Closing actuator assembly 18 is a pintle position sensor assembly 20. The 
pintle position sensor has a biased follower 165 which contacts the upper 
surface of the armature 146 and moves in concert with the valve shaft 92 
to track its position and, as a result, the position of valve head 94 
relative to seat 52. The position of the valve shaft 92 is translated into 
an electrical signal which is transmitted via the electrical connection 
167 to an appropriate controller (not shown). The pintle position sensor 
20 has a flange 170, extending about the perimeter thereof. The flange 170 
of the sensor 20 is captured, along with an elastomeric seal 174 by the 
upper edge 176 of the open end 60 of the actuator housing 56 which is 
swaged over the flange 170. 
The preferred operation of the EGR valve 10 shall now be described with 
reference to FIGS. 2 and 3. FIG. 2 shows the EGR valve in a closed 
position as might be encountered during a wide-open throttle setting when 
no exhaust gas is required to be recirculated to the engine intake. In the 
closed position, the coil 130 remains in a non-energized state and, as a 
result, no force creating magnetic flux fields are established. The spring 
112 biases the armature 146 and attached valve assembly towards the closed 
position to thereby seat the valve member 94 against the valve seat 52. 

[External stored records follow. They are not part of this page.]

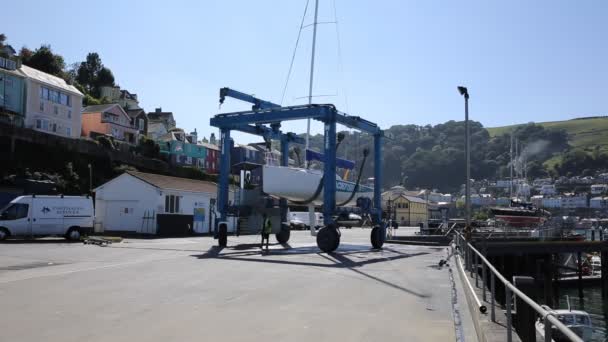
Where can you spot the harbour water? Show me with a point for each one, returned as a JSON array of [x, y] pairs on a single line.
[[593, 304]]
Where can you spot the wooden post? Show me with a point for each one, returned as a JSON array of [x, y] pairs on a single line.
[[555, 279], [580, 275], [604, 260], [525, 316], [548, 280]]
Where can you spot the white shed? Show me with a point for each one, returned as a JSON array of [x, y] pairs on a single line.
[[145, 203]]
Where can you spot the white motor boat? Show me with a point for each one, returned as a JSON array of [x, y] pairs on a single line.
[[298, 184], [578, 321]]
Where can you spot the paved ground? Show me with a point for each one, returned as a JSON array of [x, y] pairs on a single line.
[[186, 289]]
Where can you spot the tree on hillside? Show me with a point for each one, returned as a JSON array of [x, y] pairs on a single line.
[[92, 75], [2, 40], [44, 60]]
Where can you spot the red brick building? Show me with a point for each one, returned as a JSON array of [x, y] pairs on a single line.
[[110, 120]]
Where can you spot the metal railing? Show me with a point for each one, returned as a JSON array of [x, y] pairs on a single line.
[[472, 258]]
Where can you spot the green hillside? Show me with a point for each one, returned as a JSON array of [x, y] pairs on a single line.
[[583, 133]]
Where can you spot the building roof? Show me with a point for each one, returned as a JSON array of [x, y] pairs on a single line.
[[159, 115], [49, 79], [414, 199], [98, 108], [175, 183], [394, 195], [135, 112], [210, 146]]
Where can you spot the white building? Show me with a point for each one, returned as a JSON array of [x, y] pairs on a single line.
[[598, 202], [503, 201], [537, 200], [503, 183], [598, 189], [482, 200], [552, 202], [146, 203], [548, 190], [52, 106], [572, 201], [541, 181]]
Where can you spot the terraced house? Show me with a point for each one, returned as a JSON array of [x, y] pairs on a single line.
[[109, 120], [12, 92], [51, 105]]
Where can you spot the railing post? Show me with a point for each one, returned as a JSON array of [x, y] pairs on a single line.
[[548, 330], [476, 270], [483, 280], [509, 316], [493, 294], [471, 259]]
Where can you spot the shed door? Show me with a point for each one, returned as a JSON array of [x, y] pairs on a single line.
[[122, 215]]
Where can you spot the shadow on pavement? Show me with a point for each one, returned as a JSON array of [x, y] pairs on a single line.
[[342, 258]]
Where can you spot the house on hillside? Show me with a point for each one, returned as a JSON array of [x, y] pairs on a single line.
[[139, 119], [160, 123], [212, 159], [145, 203], [599, 202], [126, 99], [409, 210], [12, 92], [598, 189], [573, 201], [51, 105], [182, 149], [110, 120]]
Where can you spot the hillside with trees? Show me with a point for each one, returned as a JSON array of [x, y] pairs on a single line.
[[433, 156]]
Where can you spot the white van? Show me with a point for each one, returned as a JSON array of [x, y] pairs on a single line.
[[69, 216], [299, 220]]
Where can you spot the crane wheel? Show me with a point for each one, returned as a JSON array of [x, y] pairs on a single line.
[[376, 237], [328, 238], [283, 235]]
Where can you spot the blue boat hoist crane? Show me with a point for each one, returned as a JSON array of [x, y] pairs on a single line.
[[264, 119]]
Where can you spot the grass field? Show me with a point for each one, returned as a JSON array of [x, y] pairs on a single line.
[[585, 133]]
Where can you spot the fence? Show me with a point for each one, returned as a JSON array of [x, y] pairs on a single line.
[[472, 259]]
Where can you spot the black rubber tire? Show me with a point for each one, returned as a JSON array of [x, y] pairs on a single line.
[[328, 239], [376, 237], [222, 236], [71, 236], [5, 234], [284, 234]]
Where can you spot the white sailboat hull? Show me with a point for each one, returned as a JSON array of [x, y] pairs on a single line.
[[297, 184]]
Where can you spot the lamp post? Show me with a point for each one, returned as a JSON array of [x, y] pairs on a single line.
[[467, 148], [90, 178]]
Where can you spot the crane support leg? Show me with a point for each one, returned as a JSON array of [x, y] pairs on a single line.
[[284, 232], [378, 234], [220, 231], [328, 237]]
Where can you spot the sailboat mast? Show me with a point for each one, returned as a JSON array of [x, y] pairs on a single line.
[[312, 74], [511, 168]]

Upon a determination by an associated controller that engine operating 
conditions warrant the introduction of EGR to the intake manifold, a 
current signal is transmitted to the coil 130 via electrical connector 167 
to establish a magnetic field across the radial air gap 148 between the 
outer cylindrical wall 164 of the armature 146 and the inner wall 152 of 
the center pole member 120 of the primary pole piece 118. In addition, as 
shown in FIG. 5, leakage flux "A" is directed across the air gap defined 
by the conical armature end 168 and the cylindrical wall 162 of the center 
pole member 120 providing additional opening force in the opening 
direction. The magnetic fields cause an opening force to be exerted on the 
armature 146 in the direction of the valve stem axis and opposing the bias 
exerted by the spring 112, and the differential pressure across the valve 
member 94, in the closing direction. As the force generated by the 
magnetic fields exceeds the spring bias and differential pressure load, 
the armature 146 and the attached valve assembly 16 moves axially such 
that the valve member is unseated from valve seat 52. As the valve opens, 
exhaust gas flows from the exhaust gas passage 178 through the passage 44 
in the EGR base housing 22 to the intake passage 180. As the armature 
approaches the terminal end of the axial chamber 152, associated with a 
fully open valve position, flux "B", shown in FIG. 6, is directed across 
the secondary gap defined by the associated conical surfaces 168 and 166 
of the axial chamber 152 and the armature 146. Closure of the gap 
resulting from continued movement of the armature 146 in the valve opening 
direction, rapidly increases the magnetic force. 
The foregoing description of the preferred embodiment of the invention has 
been presented for the purpose of illustration and description. It is not 
intended to be exhaustive nor is intended to limit the invention to the 
precise form disclosed. It will be apparent to those skilled in the art 
that the disclosed embodiments may be modified in light of the above 
teachings. The embodiments described are chosen to provide an illustration 
of the principles of the invention and its practical application to 
thereby enable one of ordinary skill in the art to utilize the invention 
in various embodiments and with various modifications as are suited to the 
particular use contemplated. Therefore, the foregoing description is to be 
considered exemplary, rather than limiting, and the true scope of the 
invention is that described in the following claims.